The current debate is whether the DFS signed by the brothers is binding or impacts public listed companies and whether it needs to be disclosed to stock exchanges
Mumbai: The Kiloskar family along with their two listed businesses have now been engaged in a legal battle for over two years and at the heart of the dispute is a ‘deed of family settlement’ or DFS signed in 2009. Ironically DFS is a tool used by family owned businesses to address differences in respect of ownership and management of the said businesses. It typically pertains to personal properties, shares and stakes.
The current debate is whether the DFS signed by the brothers – Atul, Rahul, Sanjay Kirloskar - is binding or impacts public listed companies and whether it needs to be disclosed to stock exchanges.
A BSE communication to Kirloskar Industries Ltd (KIL) on Friday has asked the company to clarify why the DFS was not disclosed to stock exchanges.
KIL has responded to BSE, said a KIL spokesperson.
“As KIL and other group companies have said on previous occasions in response to similar queries from Sebi (Securities and Exchange Board of India) and the stock exchanges, neither KIL nor to the best of its knowledge any other group company is party to the DFS, which was executed in 2009," said KIL in a statement.
“Further, none has subsequently ratified, adopted or otherwise incorporated the DFS in its articles. Since none of the group companies were party to the DFS, authority was neither sought nor granted by any of the group companies authorising execution of the DFS on behalf of any group company," the statement added.

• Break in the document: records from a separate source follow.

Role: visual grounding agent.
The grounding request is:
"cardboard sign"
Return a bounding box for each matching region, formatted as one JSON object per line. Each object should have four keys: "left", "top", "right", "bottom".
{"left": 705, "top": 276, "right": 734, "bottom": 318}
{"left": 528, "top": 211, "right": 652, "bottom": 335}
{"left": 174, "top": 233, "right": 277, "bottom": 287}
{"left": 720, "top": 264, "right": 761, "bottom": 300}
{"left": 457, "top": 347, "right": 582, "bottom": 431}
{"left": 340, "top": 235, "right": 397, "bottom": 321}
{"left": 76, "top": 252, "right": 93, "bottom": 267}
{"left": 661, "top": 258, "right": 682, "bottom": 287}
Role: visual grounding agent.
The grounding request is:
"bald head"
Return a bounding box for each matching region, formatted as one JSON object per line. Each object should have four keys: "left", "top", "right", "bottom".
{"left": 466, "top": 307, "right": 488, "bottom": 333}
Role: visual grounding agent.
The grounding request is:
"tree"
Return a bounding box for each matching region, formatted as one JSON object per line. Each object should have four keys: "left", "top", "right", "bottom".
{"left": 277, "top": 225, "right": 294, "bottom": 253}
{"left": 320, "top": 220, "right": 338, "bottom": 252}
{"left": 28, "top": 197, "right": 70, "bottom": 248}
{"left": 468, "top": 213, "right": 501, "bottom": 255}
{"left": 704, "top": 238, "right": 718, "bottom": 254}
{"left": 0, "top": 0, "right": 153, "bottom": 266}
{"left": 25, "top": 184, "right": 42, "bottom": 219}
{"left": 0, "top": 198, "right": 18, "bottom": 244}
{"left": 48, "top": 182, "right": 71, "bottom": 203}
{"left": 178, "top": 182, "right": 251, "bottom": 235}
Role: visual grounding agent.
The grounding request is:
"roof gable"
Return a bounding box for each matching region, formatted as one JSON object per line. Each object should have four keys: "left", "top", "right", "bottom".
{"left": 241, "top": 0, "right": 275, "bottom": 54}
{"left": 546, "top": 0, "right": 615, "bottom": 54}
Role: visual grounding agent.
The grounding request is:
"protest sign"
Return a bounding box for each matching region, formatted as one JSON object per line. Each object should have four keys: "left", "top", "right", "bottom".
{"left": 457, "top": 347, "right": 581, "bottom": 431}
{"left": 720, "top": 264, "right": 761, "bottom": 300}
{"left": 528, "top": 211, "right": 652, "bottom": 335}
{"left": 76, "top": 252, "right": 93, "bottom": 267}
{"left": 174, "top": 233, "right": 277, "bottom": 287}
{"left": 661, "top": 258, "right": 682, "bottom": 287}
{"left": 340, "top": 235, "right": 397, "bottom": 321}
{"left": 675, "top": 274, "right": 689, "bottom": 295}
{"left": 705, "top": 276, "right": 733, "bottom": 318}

On the other hand, KBL made disclosure of the DFS in 2016 soon after Sebi’s new norms for Listing Obligation and Disclosure Requirement (LODR) were notified.
A spokesperson for KBL declined to offer any comments.

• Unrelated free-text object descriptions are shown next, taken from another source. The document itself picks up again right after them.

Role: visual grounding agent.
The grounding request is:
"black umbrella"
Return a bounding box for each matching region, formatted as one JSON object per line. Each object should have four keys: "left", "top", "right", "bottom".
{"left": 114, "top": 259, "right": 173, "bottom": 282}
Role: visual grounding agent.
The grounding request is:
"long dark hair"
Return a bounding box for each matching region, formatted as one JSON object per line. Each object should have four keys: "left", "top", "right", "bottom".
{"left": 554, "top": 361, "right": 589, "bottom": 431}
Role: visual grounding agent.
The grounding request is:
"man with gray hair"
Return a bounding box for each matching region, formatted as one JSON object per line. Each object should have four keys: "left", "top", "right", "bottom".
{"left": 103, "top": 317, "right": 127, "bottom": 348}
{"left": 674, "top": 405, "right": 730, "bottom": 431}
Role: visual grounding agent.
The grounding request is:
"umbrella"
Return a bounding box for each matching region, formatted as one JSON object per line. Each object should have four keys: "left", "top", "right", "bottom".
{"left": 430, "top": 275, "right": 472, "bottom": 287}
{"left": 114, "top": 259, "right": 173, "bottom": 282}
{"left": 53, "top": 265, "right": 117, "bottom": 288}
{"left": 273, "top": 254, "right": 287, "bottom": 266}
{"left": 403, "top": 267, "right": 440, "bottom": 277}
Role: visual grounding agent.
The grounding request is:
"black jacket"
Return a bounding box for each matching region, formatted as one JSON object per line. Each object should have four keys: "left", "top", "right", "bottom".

“As per the law, if a DFS is purely related to the family and does not mention companies then it may not be applicable legally to listed companies. However, in the spirit of preserving family values and governance an existence of a DFS should be disclosed to shareholders," said Mita Dixit, co-founder and head of family business advisory at Equations Management.
A prominent feature of the DFS was a non-compete clause, which bound the four signing parties from treading into each-others’ business areas, that is no family member could set up or acquire similar businesses which are run by other family members.
The situation took a legal turn in 2017, when Kirloskar Oils and Engines Ltd (KOEL; demerged entity of KIL) acquired a 76% stake in La-Gajjar Machineries Pvt Ltd, a company engaged in manufacturing and selling electric submersible and monoblock pumps and pump sets, a business similar to that carried out by KBL. This led to Sanjay Kirloskar filing a legal suit for breaking this clause.